What is EUGene, anyway?
EUGene is a program designed primarily for political scientists. It has 2 purposes. First, EUGene generates data for variables used to test Bruce Bueno de Mesquita and colleagues’ version of an expected utility theory of war and dispute initiation (Bueno de Mesquita, 1981, 1985; Bueno de Mesquita and Lalman, 1992). Second, EUGene serves as a data management tool for creating data sets for use in the quantitative analysis of international relations; with the country-year, directed-dyad-year, non-directed-dyad-year, and directed-dispute-dyad-year as the unit of analysis. Until now, these data have been unavailable, and these data management tasks have frequently been cumbersome and difficult. A paper exploring EUGene’s capabilities and rationale is available here.

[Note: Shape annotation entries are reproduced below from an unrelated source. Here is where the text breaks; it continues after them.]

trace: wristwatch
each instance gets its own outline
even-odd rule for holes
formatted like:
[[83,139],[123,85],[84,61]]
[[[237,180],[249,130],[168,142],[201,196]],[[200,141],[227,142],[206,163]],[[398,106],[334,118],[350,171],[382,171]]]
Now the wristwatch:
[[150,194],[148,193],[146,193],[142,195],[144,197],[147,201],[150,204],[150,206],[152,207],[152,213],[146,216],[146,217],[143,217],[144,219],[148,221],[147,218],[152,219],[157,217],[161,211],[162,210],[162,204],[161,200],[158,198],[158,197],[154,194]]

EUGene is an acronym for Expected Utility Generation and data management program. EUGene is freeware, but is copyrighted. A full download (see the download page) contains the program, expected utility data, documentation, and source code.

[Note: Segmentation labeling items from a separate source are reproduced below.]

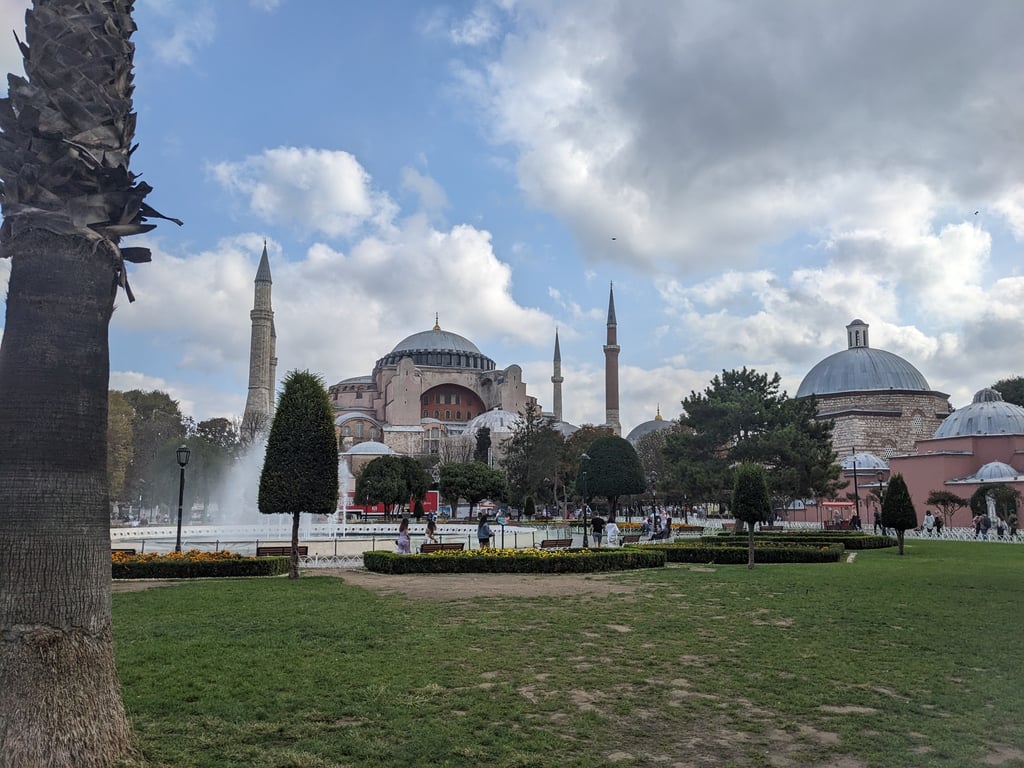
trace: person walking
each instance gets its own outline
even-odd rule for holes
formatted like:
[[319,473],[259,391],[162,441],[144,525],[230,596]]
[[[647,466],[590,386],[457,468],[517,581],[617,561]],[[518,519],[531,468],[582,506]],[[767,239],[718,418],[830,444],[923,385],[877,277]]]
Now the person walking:
[[480,520],[476,525],[476,541],[480,545],[480,549],[486,549],[490,546],[490,526],[487,525],[487,513],[480,513]]
[[412,553],[409,541],[409,518],[402,517],[401,522],[398,523],[398,539],[395,541],[396,552],[399,555],[408,555]]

- Provides expected utility data both as raw utility scores and as equilibrium predictions from the International Interaction game (Bueno de Mesquita and Lalman 1992).

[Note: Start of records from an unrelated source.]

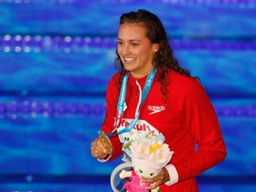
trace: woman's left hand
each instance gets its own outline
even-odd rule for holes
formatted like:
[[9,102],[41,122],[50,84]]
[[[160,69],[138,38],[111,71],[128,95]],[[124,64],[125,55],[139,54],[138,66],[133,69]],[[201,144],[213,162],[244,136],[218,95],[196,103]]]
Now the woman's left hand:
[[143,183],[152,183],[151,187],[148,188],[148,189],[155,189],[163,183],[165,183],[170,180],[170,176],[168,171],[165,167],[164,167],[158,175],[152,179],[140,179],[140,182]]

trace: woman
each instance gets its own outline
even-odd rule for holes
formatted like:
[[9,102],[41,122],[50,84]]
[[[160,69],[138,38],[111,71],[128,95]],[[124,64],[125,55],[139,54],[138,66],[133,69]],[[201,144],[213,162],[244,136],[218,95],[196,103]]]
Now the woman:
[[174,151],[172,158],[156,177],[141,181],[152,183],[149,189],[160,186],[162,191],[198,191],[196,176],[227,155],[205,91],[173,58],[162,22],[148,11],[121,16],[116,53],[119,72],[108,86],[102,125],[104,132],[114,132],[113,153],[108,154],[96,139],[92,156],[102,162],[116,158],[122,145],[138,132],[164,135]]

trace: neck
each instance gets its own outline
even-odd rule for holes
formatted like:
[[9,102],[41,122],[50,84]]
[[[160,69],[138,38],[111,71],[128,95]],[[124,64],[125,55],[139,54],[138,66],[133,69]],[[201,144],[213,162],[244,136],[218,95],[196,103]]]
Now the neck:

- Provides updated risk scores for all countries and years from 1816-1984 (updated according to the methods in “The War Trap Revisited” Bueno de Mesquita 1985)
- Creates output data sets with the directed-dyad year, non directed-dyad year, country-year, and directed-dispute dyad units of analysis
- Creates flat text output files containing expected utility (and other) data; variables can be separated by tabs, commas, or spaces (your choice) for easy input into statistics programs
- Automatically creates command files to read data into STATA, SPSS, and LIMDEP
- Builds data sets using your choice of variables from a variety of input data sets:
- input data sets include Polity III data and the Correlates of War capabilities, alliance, contiguity, and system membership data sets
- computes derivative variables including tau-b scores, expected utility information, state-to-state distances, and democratization
- converts input data sets with country-year or dyad-year unit of analysis into a directed dyad-year format
- Allows you to select a population of cases in space (politically relevant, major power, contiguous, or specified selection of dyads) and time (choose all years 1816-1993 or a subrange)
- Can generate a sample of dyads, either a straight sample or stratified according to dispute behavior
Bueno de Mesquita and Lalman’s so-called expected utility theory of war has become one of the most important theories of international conflict. Following the most recent explication, a more appropriate label might be “the War and Reason game-theoretic theory of war,” since War and Reason (Bueno de Mesquita and Lalman 1992) explicitly models game-theoretic interactions between states, and since the “international interaction” game in War and Reason represents only one of many possible games of international conflict that could be constructed.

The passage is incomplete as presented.